Offloading DHT to dedicated nodes for scalability

DHT traffic overhead is about 1TB/month. This really doesn’t scale well with number of nodes running on the same network.

Optimal design would be have few nodes running as DHT server only (no hosted content) and other local nodes would use them for dht query and provide.

There are some upcoming changes to DHT - make it more private. While doing this change, it feel its necessary to add capability to announce other node data/forward annoucements.

It would work by original node hosting content will create dht announcement message and sign it. This signed message can be forwarded to dht servers by other dedicated forwarder node which will aggregate announcements from multiple nodes and announce them batched to save network traffic. Signed announce can still be securely processed by dht server.

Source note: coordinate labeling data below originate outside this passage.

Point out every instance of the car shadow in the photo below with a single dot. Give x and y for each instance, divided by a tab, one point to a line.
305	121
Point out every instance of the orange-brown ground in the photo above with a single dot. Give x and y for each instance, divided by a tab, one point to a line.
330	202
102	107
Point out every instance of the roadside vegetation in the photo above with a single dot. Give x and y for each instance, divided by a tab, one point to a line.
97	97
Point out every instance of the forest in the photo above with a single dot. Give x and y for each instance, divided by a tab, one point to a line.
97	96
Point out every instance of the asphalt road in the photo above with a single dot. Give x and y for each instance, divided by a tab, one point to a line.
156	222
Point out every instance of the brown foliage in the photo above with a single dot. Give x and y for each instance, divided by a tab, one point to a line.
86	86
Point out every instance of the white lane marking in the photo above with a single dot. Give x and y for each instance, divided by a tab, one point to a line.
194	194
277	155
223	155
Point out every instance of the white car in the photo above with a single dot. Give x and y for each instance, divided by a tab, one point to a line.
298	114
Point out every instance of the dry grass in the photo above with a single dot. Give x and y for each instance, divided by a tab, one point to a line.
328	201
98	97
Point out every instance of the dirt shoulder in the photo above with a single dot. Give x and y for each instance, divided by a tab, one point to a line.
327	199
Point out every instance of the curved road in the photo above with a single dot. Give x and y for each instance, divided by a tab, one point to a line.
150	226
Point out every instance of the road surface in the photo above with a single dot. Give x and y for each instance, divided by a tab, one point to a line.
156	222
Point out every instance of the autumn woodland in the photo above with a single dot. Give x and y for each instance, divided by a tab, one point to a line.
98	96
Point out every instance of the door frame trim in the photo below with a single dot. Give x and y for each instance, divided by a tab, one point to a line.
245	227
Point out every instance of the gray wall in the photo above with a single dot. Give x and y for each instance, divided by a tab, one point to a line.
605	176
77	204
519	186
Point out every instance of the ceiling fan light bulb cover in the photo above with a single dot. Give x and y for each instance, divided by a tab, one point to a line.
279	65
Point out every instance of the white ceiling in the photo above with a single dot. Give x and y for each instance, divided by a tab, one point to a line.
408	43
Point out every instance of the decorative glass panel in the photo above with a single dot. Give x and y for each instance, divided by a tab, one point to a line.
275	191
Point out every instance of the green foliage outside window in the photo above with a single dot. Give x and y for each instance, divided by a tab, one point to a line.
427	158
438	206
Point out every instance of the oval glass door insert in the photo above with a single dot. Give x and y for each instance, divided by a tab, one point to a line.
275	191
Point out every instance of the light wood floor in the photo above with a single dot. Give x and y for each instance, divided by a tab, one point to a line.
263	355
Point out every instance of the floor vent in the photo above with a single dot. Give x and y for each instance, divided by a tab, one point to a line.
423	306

For 1TB of DHT traffic monthly it seems you have in the ~100M CIDs per node.
This looks like the range where you would want to use IPNI announcements instead of republishing daily.
Or having some DHT extension to extend your announcement without having to retransmit all of your CIDs.
I know some peoples are working on what you described, I don’t think we shouldsign records, it does not protect against anything and use non trivial CPU time both signing and verifying when having to handle 100M CIDs.

You would probably find the #content-routing-wg channel on Slack intresting.

What exactly has an overhead of 1TB/month? (1) DHT server routing table maintenance, (2) serving get requests, (3) being allocated content with PUT requests, (4) reproviding content to the DHT, (4.1) if yes, how many CIDs?

We recently measured that DHT servers are storing on average 1-2M provider records (being republished every 22h). So 1TB of monthly traffic (~100M CIDs per node) seems to be another order of growth.

This is exactly the distinction between DHT server mode and DHT client mode. There are much more clients that servers, DHT servers mostly have public IP addresses, and are likely beefier machines. The DHT clients rely on the DHT servers to route their requests.

1 Like

Its MUCH less than 100M CIDs per node. 1TB is measured on “wire level” - OS monitoring per process.

How bad is my estimation ? I would be suprised if you have less than 10M CIDs per node.

I did forgot about that but you can try ipfs config --json Swarm.Routing autoclient

DHT client is still too heavy. Its more heavy that most people are willing to tolerate on their machines or network. People are not much willing to run p2p software because they fear impact on cpu/network.

DHT Client still needs to communicate with 30k other nodes this eats connection states on firewalls like crazy and current “new dht client” is pretty CPU hungry. Resource limits will make it harder to announce / locate content. While they fix one problem, they make operation less reliable. On other way if you are just providing stored blocks - overhead is much lower and more people can be willing to run ipfs.

Second problem is resource management inside ipfs node. If dht client eats too much resources like connections, there is nothing left for downloading blocks - it started happen when I upgraded to 0.22 from 0.17.

DHT proxy cache server / client will solve that issue. ipfs node can run in “dht proxy client” mode and completely offload dealing with dht to some server with more resources. Ideally it could use DHT to locate public DHT proxy server. Its completely reasonable to have one dht proxy server on network - it will scale much better.